AriettyHomily · 09/12/2022 19:59

My parents do. I do not.

SilverGlassHare · 09/12/2022 19:59

I genuinely believe my parents loved their children equally but that they probably favoured me a bit - I was the youngest, a much wanted girl, and a big people pleaser/academic overachiever.

cptartapp · 09/12/2022 20:05

PIL favour SIL. They paid for all her wedding and gave her £10k for a house deposit. DH got nothing for either.
My brother was my DM's favourite despite being a horrific teenager. I think I bore the brunt of her frustration with him.
DH and I are each other's favourites now.

greenerfingers · 09/12/2022 20:10

Thelonelychicken · 09/12/2022 19:35

I definitely think it's more about personalitys too. Me and dd don't get on most of the time she's 13. And we clash alot. My middle child is so chilled never causes a problem my youngest is always trying to make people laugh.

That being said they all have the same amount of time with me and the same amount of clubs ect. Same amount of Xmas presents. Same amount of thought.

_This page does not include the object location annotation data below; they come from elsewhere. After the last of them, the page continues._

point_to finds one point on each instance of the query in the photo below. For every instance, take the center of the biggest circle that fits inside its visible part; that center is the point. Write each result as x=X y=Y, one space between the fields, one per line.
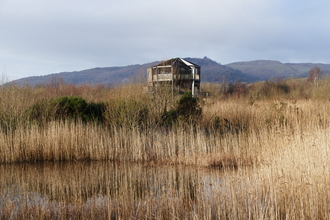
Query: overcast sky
x=40 y=37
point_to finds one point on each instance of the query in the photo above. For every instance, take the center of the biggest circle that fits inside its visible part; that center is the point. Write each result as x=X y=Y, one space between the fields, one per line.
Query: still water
x=79 y=182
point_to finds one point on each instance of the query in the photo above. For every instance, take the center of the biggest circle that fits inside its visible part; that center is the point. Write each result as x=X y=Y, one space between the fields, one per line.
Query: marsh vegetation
x=257 y=151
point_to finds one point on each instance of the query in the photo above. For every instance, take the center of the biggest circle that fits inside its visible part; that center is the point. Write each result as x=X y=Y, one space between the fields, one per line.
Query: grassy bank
x=273 y=150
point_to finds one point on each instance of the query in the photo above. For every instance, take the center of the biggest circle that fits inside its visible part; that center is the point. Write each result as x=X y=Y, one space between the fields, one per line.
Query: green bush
x=127 y=112
x=73 y=108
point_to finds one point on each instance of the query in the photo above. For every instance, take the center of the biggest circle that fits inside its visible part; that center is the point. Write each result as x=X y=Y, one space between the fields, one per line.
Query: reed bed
x=268 y=158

This. As children we were always treated pretty equally but some of us gel more with my mum, can make her laugh when upset, advise/take advice, flip her from angry to laughing etc, and same with my dad. It's a personality thing rather than favouritism per se. But the physical/material treatment is always the same.

Some families however do have a 'favourite' child and it's made evident in their day to day lives/choices/gifts etc.

I also think our understanding of equal is important. For me equality is approaching each child according to their needs, eg little brother is more sensitive so parents approach differently as perhaps they did to others, eldest child is more responsible so given extra responsibility/trust etc. For others it might be more black and white everything is exactly the same.

FleasNavidad · 09/12/2022 20:24

"Of all the parents I know with 2 or more children, I don't know a set who DON'T have a blatant favourite."

Really? I don't think most people do

KrystynaZ · 10/12/2022 00:59

For me equality is approaching each child according to their needs,

@greenerfingers I think what you are descibing is treating children equitably (according to their needs) rather than equally (all the same). This is the approach my own parents took.